Catholic Online (www.catholic.org)

12/6/2012 (1 year ago)

Published in Living Faith

Keywords: Mass, Holy Mass, Liturgy, Sacred Liturgy, Divine Liturgy, liturgical worship, prayer, lex orandi, lex credendi, lex vivendi, rubrics, Roman Missal, revisions, novus ordo, extraordinary form, Deacon Keith Fournier


CHESAPEAKE, VA (Catholic Online) - In a November 30, 2012 article entitled "Catholics strongly support new Mass translation after first year", Michelle Bauman of the Catholic News Agency   reported on a poll concerning Catholics and the recent revisions to the Liturgy, the Holy Mass.

The poll was conducted by the Center for Applied Research in the Apostolate at Georgetown University. It was published in September of 2012. It polled the experience of adult Catholics in reaction to the revisions to the third edition of the Roman Missal. These changes were implemented on Nov. 27, 2011.

As a Deacon of the Catholic Church, currently serving a local parish in Chesapeake, Virginia, I understand the immense amount of time and catechesis spent in preparing the faithful for the "changes". As a student of theology, with a particular love for the Liturgy, I read the fear mongering surrounding the revisions. I also eagerly awaited them because I knew the wonderful fruit they would bear. 

For too long "Fr ____" took it upon himself to "wing it" with the canon and the liturgical prayers of the Holy Mass. The Holy Mass does not belong to the celebrating priest, it belongs to Christ the High Priest in whom he stands.

I know that some priests were well intended in their efforts. I am not opposed to spontaneity in its proper form and proper place. Just not in the canon of the Sacred Liturgy, the Holy Mass. The faithful have a Right to receive the Liturgy as Holy Mother Church has preserved it under the continual inspiration of the Holy Spirit.  

As a revert to the Catholic Church who was drawn home to the fullness of Christianity found within the Catholic Church - including the beauty of the Liturgy - I deeply appreciate serving at the Altar as a Deacon. I also respect the holy priesthood. However, I must be honest; the notion that innovation equaled some kind of "anointing" was way too prevalent among some priests. 

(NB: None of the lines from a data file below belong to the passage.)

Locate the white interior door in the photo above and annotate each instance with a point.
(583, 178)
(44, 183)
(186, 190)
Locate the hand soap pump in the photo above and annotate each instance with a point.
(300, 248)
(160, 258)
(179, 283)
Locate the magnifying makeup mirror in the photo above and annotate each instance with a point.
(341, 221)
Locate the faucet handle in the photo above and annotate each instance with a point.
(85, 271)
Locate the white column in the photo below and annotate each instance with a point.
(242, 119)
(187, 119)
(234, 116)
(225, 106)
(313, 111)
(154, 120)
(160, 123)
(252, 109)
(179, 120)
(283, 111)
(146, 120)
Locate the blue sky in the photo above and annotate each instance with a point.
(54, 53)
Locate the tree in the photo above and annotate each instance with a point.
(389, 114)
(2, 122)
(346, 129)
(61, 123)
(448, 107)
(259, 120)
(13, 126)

As one who has spent years studying Catholic theology, I was not only thrilled about the revisions, I welcomed them. I saw them as a kind but motherly act by the Church to set the ship on a straight course and raise the water level of all Catholic worship. The faithful deserve it.

I was also not the least bit surprised by the overwhelmingly positive response evidenced among the faithful in this survey. Seventy percent of Catholics either agreed or strongly agreed that the revisions were a good thing. That's because the revisions were a good thing - a very good thing. 

There is a Latin maxim that addresses the centrality of worship in the life, identity and mission of the Church; "Lex Orandi, Lex Credendi". The phrase in Latin literally means the law of prayer ("the way we worship"), and the law of belief ("what we believe").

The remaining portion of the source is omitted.